Medtronic’s adjusted earnings dropped in half to 62 cents a share, from $1.26 in last year’s first quarter.
Advanced Disposal shareholders approve lower price
Shareholders of Ponte Vedra-based Advanced Disposal Services Inc. last week approved a lower price for the company’s proposed buyout by Waste Management Inc.
Waste Management agreed in April 2019 to buy Advanced Disposal for $33.15 per share and stockholders approved the deal last year. But as the approval process for the deal dragged on, the companies agreed in June 2020 to lower the price to $30.30, and shareholders had to vote again on the new price.
More than 99% of shares voted approved the lower price at a special meeting, according to a Securities and Exchange Commission filing.
The companies hope to complete the deal by the end of September but they still need U.S. Justice Department approval.
Waste Management in June announced an agreement to sell $835 million in assets from the merged company to GFL Environmental, which it hopes will satisfy antitrust concerns about the merger of two waste services companies.
Fanatics sells $350 million in stock
Jacksonville-based Fanatics Holdings Inc. said last week in an SEC filing it sold $350 million in preferred stock.
The privately held online sports apparel and merchandise company rarely makes public filings, and last week’s document gives few details on the deal.
However, CNBC reported on its website the stock sale values Fanatics at $6.2 billion.
Fanatics was founded as a retail store in the Orange Park Mall in 1995 by brothers Alan and Mitchell Trager.
The Tragers sold the company in 2011 and it is now part of a Philadelphia-based holding company called Kynetic.
Analyst upgrades CSX on trends
Stephens analyst Justin Long upgraded his rating on CSX Corp. from “equal weight” to “overweight,” citing several favorable trends for the Jacksonville-based railroad company.
“While we have always viewed CSX as being favorably positioned over the long term, our hesitancy in the past year has been based on the company’s earnings growth being more dependent on the top line (less room for ‘self help’ margin improvement via precision scheduled railroading) in a weak demand environment,” Long said in his research note Aug. 31.
However, he now sees favorable trends including a positive inflection in the freight market and low capital expense requirements that should improve cash flow.
“CSX’s stock has also lagged the rail sector year-to-date and its valuation relative to the S&P 500 is near the low end of the historical range,” Long said.
He raised his price target for CSX’s stock from $72 to $93, with the stock trading at $77.07 at the time of his report.

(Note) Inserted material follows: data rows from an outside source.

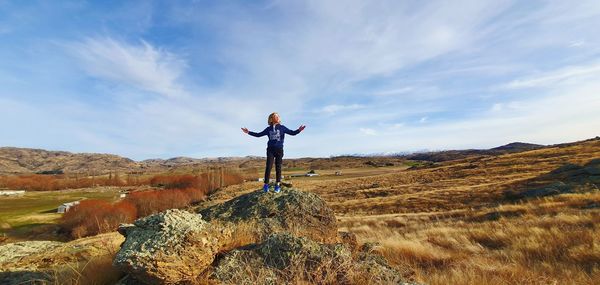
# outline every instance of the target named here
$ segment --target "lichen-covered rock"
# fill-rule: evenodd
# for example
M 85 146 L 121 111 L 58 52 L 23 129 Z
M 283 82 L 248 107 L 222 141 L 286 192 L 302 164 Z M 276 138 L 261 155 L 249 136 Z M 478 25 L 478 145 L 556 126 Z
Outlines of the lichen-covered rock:
M 146 284 L 193 280 L 231 238 L 226 228 L 176 209 L 138 219 L 119 232 L 126 239 L 113 264 Z
M 259 240 L 271 233 L 291 232 L 321 242 L 335 242 L 337 221 L 319 196 L 295 189 L 278 194 L 255 191 L 200 210 L 207 221 L 253 224 Z
M 228 252 L 214 277 L 225 284 L 409 284 L 379 255 L 353 256 L 345 244 L 321 244 L 290 233 Z

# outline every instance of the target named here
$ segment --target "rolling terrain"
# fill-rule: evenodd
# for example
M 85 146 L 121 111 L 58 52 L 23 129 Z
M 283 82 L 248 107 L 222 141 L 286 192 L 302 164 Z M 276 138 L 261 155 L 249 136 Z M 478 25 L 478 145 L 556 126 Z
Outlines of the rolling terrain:
M 354 234 L 358 244 L 372 247 L 417 282 L 600 282 L 600 138 L 553 146 L 509 144 L 452 158 L 293 159 L 284 161 L 284 175 L 316 169 L 318 177 L 285 180 L 321 197 L 335 213 L 339 231 Z M 227 163 L 249 177 L 261 176 L 262 159 L 233 161 Z M 261 183 L 222 187 L 192 209 L 257 191 Z M 26 209 L 10 215 L 16 219 L 21 211 Z M 112 236 L 105 239 L 113 242 Z

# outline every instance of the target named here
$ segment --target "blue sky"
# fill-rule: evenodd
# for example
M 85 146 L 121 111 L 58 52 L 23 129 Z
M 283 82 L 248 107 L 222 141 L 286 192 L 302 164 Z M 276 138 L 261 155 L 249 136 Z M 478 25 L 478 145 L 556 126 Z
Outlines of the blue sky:
M 484 3 L 485 2 L 485 3 Z M 2 1 L 0 146 L 136 160 L 600 135 L 598 1 Z

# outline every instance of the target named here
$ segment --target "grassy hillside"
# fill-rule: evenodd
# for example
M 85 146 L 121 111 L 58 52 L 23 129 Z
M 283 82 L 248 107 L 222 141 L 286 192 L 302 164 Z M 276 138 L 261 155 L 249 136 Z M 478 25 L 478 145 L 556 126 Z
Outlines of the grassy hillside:
M 323 197 L 343 230 L 379 243 L 376 250 L 422 282 L 598 284 L 600 181 L 582 170 L 597 158 L 600 140 L 593 139 L 381 175 L 292 182 Z M 537 191 L 557 182 L 564 191 Z M 214 198 L 259 187 L 231 186 Z

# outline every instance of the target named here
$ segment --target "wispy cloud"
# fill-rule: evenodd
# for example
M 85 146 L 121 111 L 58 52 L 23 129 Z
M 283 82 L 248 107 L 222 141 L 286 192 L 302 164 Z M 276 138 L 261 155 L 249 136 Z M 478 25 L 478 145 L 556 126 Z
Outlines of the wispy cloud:
M 129 44 L 110 37 L 87 38 L 67 47 L 91 76 L 167 97 L 186 93 L 177 82 L 185 61 L 146 41 Z
M 600 78 L 600 62 L 568 66 L 559 68 L 558 70 L 544 72 L 539 75 L 513 80 L 506 84 L 505 87 L 509 89 L 549 87 L 555 84 L 568 83 L 570 80 L 581 79 L 581 77 L 588 76 Z
M 358 129 L 361 133 L 368 135 L 368 136 L 374 136 L 377 135 L 377 131 L 371 128 L 359 128 Z
M 320 111 L 321 112 L 325 112 L 327 114 L 334 114 L 337 112 L 345 112 L 345 111 L 352 111 L 352 110 L 358 110 L 361 108 L 364 108 L 364 105 L 360 105 L 360 104 L 351 104 L 351 105 L 327 105 L 325 107 L 323 107 Z
M 0 144 L 261 155 L 264 141 L 239 128 L 261 129 L 273 111 L 308 125 L 288 156 L 600 129 L 597 1 L 128 3 L 0 7 L 15 15 L 0 34 L 10 27 L 2 37 L 18 43 L 0 45 L 0 120 L 16 122 Z M 36 122 L 63 135 L 36 135 Z

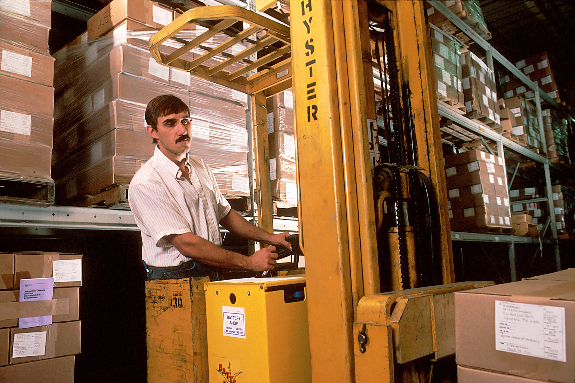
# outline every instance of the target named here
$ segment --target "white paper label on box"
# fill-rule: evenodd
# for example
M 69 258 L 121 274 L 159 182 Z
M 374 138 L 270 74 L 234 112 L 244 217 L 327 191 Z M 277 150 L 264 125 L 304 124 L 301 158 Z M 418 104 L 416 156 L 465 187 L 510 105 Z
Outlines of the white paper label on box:
M 103 107 L 106 102 L 105 90 L 103 88 L 94 94 L 94 110 Z
M 31 126 L 30 115 L 0 110 L 0 131 L 30 136 Z
M 275 168 L 275 158 L 270 158 L 270 180 L 278 179 L 277 169 Z
M 468 207 L 466 209 L 463 209 L 463 216 L 473 216 L 475 215 L 475 208 L 474 207 Z
M 451 75 L 449 74 L 449 72 L 444 69 L 441 70 L 442 78 L 443 80 L 443 82 L 447 85 L 451 86 Z
M 152 5 L 152 21 L 162 25 L 167 25 L 172 22 L 172 12 L 161 7 Z
M 523 130 L 523 126 L 519 125 L 519 126 L 513 126 L 511 128 L 511 133 L 515 136 L 522 136 L 524 134 Z
M 549 76 L 546 76 L 545 77 L 541 79 L 541 85 L 545 85 L 545 84 L 549 84 L 553 80 L 551 78 L 551 75 L 549 75 Z
M 443 34 L 439 30 L 434 30 L 434 37 L 442 42 L 443 42 Z
M 52 264 L 54 282 L 82 281 L 82 260 L 62 260 Z
M 478 194 L 480 193 L 483 192 L 483 186 L 481 184 L 477 184 L 477 185 L 471 185 L 469 188 L 471 189 L 471 194 Z
M 528 75 L 529 73 L 534 72 L 535 70 L 535 68 L 533 68 L 533 65 L 527 65 L 527 67 L 523 68 L 523 73 L 524 73 L 526 75 Z
M 457 168 L 455 167 L 447 168 L 445 169 L 445 175 L 447 177 L 457 175 Z
M 469 78 L 466 77 L 463 79 L 463 89 L 469 89 L 470 86 L 469 84 Z
M 487 98 L 487 96 L 486 96 L 484 94 L 482 94 L 481 95 L 481 98 L 482 98 L 482 101 L 483 101 L 483 105 L 485 105 L 485 106 L 489 106 L 489 99 L 488 98 Z
M 283 136 L 283 153 L 286 157 L 296 158 L 296 140 L 293 136 L 286 134 Z
M 12 357 L 40 357 L 46 353 L 47 331 L 22 332 L 14 334 Z
M 495 301 L 495 349 L 566 362 L 565 308 Z
M 485 165 L 487 165 L 488 173 L 495 173 L 495 164 L 490 161 L 486 161 Z
M 232 175 L 232 188 L 237 191 L 250 192 L 250 180 L 239 174 Z
M 30 77 L 32 75 L 32 58 L 2 49 L 0 69 Z
M 484 203 L 489 203 L 489 194 L 482 194 L 481 196 L 483 197 L 483 202 Z
M 29 16 L 30 0 L 0 0 L 0 9 Z
M 444 97 L 447 96 L 447 87 L 439 80 L 437 82 L 437 91 Z
M 549 66 L 549 62 L 547 60 L 547 59 L 543 60 L 542 61 L 539 61 L 537 63 L 537 69 L 543 69 L 543 68 L 547 68 Z
M 191 83 L 191 74 L 189 72 L 173 68 L 172 68 L 172 81 L 175 81 L 186 86 L 190 86 L 190 84 Z
M 448 192 L 450 198 L 457 198 L 459 196 L 459 189 L 451 189 Z
M 201 138 L 209 141 L 210 139 L 210 125 L 206 121 L 193 118 L 190 121 L 191 137 L 193 138 Z
M 158 64 L 154 57 L 150 57 L 148 64 L 148 73 L 163 79 L 166 81 L 170 79 L 170 67 Z
M 274 133 L 274 112 L 267 114 L 267 133 L 270 134 Z
M 90 65 L 94 60 L 98 58 L 98 47 L 95 44 L 93 44 L 86 50 L 86 64 Z
M 434 57 L 435 59 L 435 66 L 443 69 L 443 57 L 437 53 L 434 53 Z
M 221 307 L 224 335 L 246 339 L 246 316 L 243 307 Z

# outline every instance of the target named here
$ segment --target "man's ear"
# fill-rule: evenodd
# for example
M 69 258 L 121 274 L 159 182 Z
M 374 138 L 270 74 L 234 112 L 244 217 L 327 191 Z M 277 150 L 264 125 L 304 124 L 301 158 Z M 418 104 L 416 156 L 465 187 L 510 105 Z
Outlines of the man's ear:
M 150 136 L 152 138 L 158 138 L 158 131 L 152 127 L 152 125 L 147 126 L 145 129 L 148 131 L 148 136 Z

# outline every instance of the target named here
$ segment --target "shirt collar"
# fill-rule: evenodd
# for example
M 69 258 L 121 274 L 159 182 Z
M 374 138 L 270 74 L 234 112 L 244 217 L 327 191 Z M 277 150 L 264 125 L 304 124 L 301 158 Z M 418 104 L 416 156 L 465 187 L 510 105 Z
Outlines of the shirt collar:
M 158 164 L 164 171 L 167 172 L 168 174 L 173 175 L 176 179 L 179 180 L 181 178 L 182 171 L 180 170 L 179 167 L 176 165 L 173 161 L 166 157 L 166 154 L 162 152 L 159 146 L 158 145 L 156 145 L 156 148 L 154 149 L 154 156 L 156 157 Z M 190 164 L 189 153 L 186 153 L 186 161 L 184 163 L 184 166 L 187 168 L 188 174 L 190 174 L 191 172 L 191 165 Z

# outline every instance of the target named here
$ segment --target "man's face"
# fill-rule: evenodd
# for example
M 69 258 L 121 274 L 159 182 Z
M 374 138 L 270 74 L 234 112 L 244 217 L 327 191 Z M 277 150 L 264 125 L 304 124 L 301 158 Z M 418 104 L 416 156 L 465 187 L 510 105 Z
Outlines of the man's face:
M 158 146 L 170 159 L 181 160 L 191 146 L 190 117 L 184 111 L 158 119 L 158 129 L 148 126 L 148 134 L 158 139 Z

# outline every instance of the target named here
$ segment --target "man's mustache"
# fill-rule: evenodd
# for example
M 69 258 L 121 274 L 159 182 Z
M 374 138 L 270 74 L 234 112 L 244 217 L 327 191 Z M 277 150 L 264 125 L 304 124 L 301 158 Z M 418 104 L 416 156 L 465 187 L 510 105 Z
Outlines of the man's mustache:
M 189 139 L 190 139 L 190 136 L 188 134 L 184 134 L 183 136 L 181 136 L 179 137 L 178 137 L 177 140 L 176 140 L 176 144 L 178 144 L 178 142 L 181 142 L 183 141 L 186 141 L 186 140 L 189 140 Z

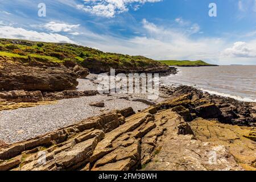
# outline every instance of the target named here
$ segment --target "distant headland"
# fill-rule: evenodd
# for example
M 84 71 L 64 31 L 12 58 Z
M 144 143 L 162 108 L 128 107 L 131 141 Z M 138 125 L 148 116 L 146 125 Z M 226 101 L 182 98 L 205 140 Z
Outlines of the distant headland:
M 202 60 L 161 60 L 162 63 L 169 66 L 177 66 L 183 67 L 217 67 L 217 64 L 210 64 Z

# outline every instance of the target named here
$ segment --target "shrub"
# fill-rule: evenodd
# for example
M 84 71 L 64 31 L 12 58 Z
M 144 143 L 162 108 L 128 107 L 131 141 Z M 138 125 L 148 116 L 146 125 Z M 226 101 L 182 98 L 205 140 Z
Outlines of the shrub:
M 39 42 L 36 44 L 36 46 L 38 46 L 38 47 L 42 47 L 43 46 L 44 46 L 44 44 L 42 42 Z
M 18 49 L 19 48 L 17 46 L 14 44 L 9 44 L 5 46 L 5 47 L 9 49 L 13 50 L 13 49 Z
M 20 49 L 14 49 L 13 51 L 13 53 L 16 53 L 16 54 L 18 54 L 19 55 L 20 55 L 20 56 L 26 56 L 27 55 L 27 53 L 25 52 L 22 51 Z

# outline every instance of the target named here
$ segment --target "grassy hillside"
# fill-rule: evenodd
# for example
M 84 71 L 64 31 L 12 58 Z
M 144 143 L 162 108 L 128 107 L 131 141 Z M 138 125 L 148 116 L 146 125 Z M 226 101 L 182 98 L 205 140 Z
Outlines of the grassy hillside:
M 52 43 L 0 39 L 0 56 L 23 60 L 35 60 L 63 63 L 75 61 L 92 72 L 107 72 L 110 68 L 128 72 L 145 69 L 168 69 L 166 65 L 143 56 L 131 56 L 68 43 Z
M 188 61 L 188 60 L 164 60 L 159 61 L 162 63 L 166 64 L 169 66 L 179 66 L 179 67 L 200 67 L 200 66 L 213 66 L 216 65 L 210 64 L 202 60 Z

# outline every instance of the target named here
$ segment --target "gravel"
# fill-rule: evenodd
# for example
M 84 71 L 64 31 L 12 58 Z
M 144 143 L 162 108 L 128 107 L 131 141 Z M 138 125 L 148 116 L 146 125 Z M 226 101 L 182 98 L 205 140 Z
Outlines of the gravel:
M 104 101 L 105 107 L 90 106 Z M 132 106 L 134 111 L 148 106 L 113 96 L 97 95 L 60 100 L 56 104 L 0 111 L 0 140 L 13 143 L 26 140 L 114 109 Z M 105 110 L 102 112 L 102 110 Z
M 86 79 L 78 79 L 77 89 L 97 90 L 96 80 L 97 75 L 94 74 L 90 74 Z M 131 106 L 135 111 L 142 110 L 149 106 L 147 102 L 133 100 L 147 98 L 146 94 L 111 93 L 64 99 L 53 105 L 3 110 L 0 111 L 0 140 L 7 143 L 27 140 L 114 109 Z M 162 100 L 159 97 L 155 102 Z M 104 102 L 105 107 L 89 106 L 93 102 Z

Landstar System downgraded on high stock price
Jacksonville-based trucking company Landstar System Inc. reached a record high of $138.55 when the market opened Aug. 31, but Stifel analyst J. Bruce Chan downgraded the stock last week because of its recent run-up.
“As the stock paves new peaks, we ask ourselves: is Landstar a fundamentally better company, or this market fundamentally better than in 2018? To both questions, we think the answer is no,” Chan said in his research report.
“We view Landstar as a great company now, as it was a couple years ago, and while there are more signs of secular consolidation, insurance is a structural headwind, and we are increasingly aware of macro uncertainty stemming from political, epidemiological, and other sources,” he said.
Chan downgraded his rating from “buy” to “hold” and dropped his price target from $127 to $110.
Black Knight acquires DocVerify
Black Knight Inc. last week said it acquired DocVerify, a California-based company that provides digital document signing services.
Jacksonville-based mortgage technology company Black Knight said the acquisition helps its goal of digitizing real estate and mortgage document processes.
Terms of the deal were not announced.